Le 31 janvier, le général Bahr a contacté Human Rights Watch par téléphone pour annoncer qu'il s'était rendu à Bossangoa, ville clé du nord-ouest du pays, avec le convoi des troupes tchadiennes de la force de maintien de la paix. Les Tchadiens devaient y relever des troupes de maintien de la paix dépêchées par la République du Congo stationnées à Bossangoa depuis plusieurs mois. Après avoir assumé la responsabilité du maintien de la paix à Bossangoa, les troupes tchadiennes ont permis à un autre chef de la Séléka, le colonel Saleh Zabadi, de quitter avec ses hommes leur base, où ils étaient tenus de demeurer, et de rejoindre le général Bahr et d'autres chefs de la Séléka dans les villes du nord du pays que sont Sibut, Kaga Bandoro et Kabo, où ils regroupaient leurs forces.
Dans un rapport de décembre 2013, intitulé « Ils sont venus pour tuer », Human Rights Watch expliquait comment le colonel Zabadi, alors adjoint au commandant local à Bossangoa, avait ordonné, le 18 novembre, de noyer sept exploitants agricoles accusés à tort d'être des miliciens anti-balaka.

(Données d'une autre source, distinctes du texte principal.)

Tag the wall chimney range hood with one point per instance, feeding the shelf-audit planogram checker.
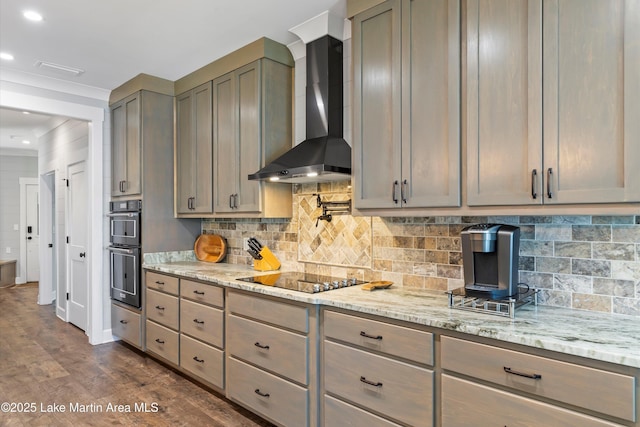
(324, 155)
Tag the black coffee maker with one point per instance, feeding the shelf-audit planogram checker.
(490, 254)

Après avoir été ligotés, les sept hommes ont été jetés dans l'Ouham River ; trois ont survécu. En décembre, Human Rights Watch a rencontré le colonel Zabadi et le général Bahr pour leur présenter les preuves dont disposait l'organisation et les avertir du fait qu'ils pouvaient être considérés comme responsables pénalement de ces faits.

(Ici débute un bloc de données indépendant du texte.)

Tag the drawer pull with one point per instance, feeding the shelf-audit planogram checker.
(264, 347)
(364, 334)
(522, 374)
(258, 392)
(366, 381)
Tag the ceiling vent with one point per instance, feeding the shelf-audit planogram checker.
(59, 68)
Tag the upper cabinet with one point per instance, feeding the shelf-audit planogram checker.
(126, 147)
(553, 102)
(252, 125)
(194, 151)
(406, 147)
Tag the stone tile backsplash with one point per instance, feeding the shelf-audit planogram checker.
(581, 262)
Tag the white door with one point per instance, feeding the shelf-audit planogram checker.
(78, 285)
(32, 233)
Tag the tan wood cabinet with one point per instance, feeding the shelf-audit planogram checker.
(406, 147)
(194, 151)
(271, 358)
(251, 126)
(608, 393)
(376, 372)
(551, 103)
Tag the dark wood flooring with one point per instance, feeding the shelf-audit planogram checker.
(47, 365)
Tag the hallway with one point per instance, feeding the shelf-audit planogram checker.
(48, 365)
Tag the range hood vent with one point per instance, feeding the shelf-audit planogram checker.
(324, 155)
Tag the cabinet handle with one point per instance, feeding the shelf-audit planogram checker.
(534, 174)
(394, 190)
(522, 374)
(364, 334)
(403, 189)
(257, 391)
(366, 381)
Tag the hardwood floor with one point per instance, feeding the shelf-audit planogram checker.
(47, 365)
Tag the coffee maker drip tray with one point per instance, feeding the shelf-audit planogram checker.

La MISCA, dont la mission est de protéger les civils, s'est efforcée de stabiliser la République centrafricaine en ordonnant aux combattants de la Séléka de demeurer dans leurs camps, et en tentant de les empêcher de circuler avec leurs armes. Un responsable de la force de maintien de la paix a déclaré à Human Rights Watch qu'en fournissant des escortes à des chefs de la Séléka armés, les Tchadiens échappaient à son commandement et sortaient du cadre de leur mission.
Le contexte du conflit
La plupart des forces musulmanes de la Séléka, qui se sont emparées du pouvoir en mars 2013, se sont rendues coupables de violations massives des droits humains attestées par Human Rights Watch, et notamment de massacres, de viols, d'exécutions, de tortures et de l'incendie de centaines de villages. En conséquence directe des nombreuses exactions commises par la Séléka, près d'un cinquième de la population du pays a dû fuir pour vivre, dans des conditions humanitaires précaires, dans la brousse ou des camps de personnes déplacées.

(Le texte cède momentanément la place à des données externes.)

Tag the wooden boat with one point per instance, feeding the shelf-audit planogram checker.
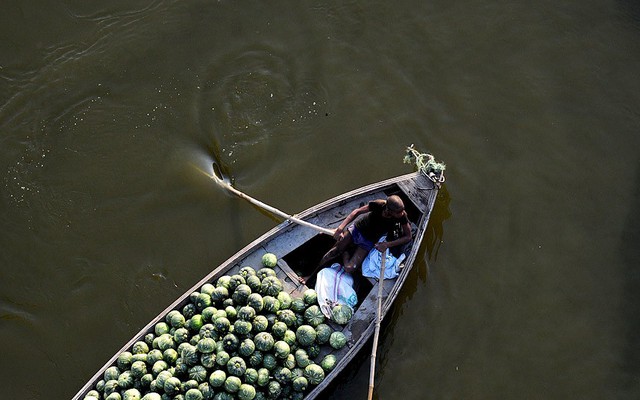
(299, 249)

En septembre, les milices anti-balaka, principalement chrétiennes, ont commencé à répliquer, et au cours des deux derniers mois, ont intensifié leurs attaques, destinées à venger les leurs, sur les population musulmanes, se livrant à des massacres, exécutions et tortures, brûlant et pillant des maisons de familles musulmanes, contribuant ainsi à aggraver le bain de sang dans lequel est plongé le pays. Par peur de ces atrocités, les populations musulmanes ont fui de nombreuses villes du nord-ouest du pays, telles que Bossangoa et Bouca, où elles constituaient de longue date une part importante de la population.
En janvier 2014, Michel Djotodia, ancien chef de la Séléka nommé Président en août 2013, a cédé le pouvoir lors d’un sommet à N'Djaména, au Tchad, où le Conseil national de transition de la République centrafricaine s'est réuni pour commencer le processus de sélection d'un nouveau président par intérim. Catherine Samba-Panza, ancien maire de Bangui, a prêté serment le 23 janvier 2014. Elle hérite d'un État très affaibli, d'une crise humanitaire et d'un conflit en cours avec des implications régionales.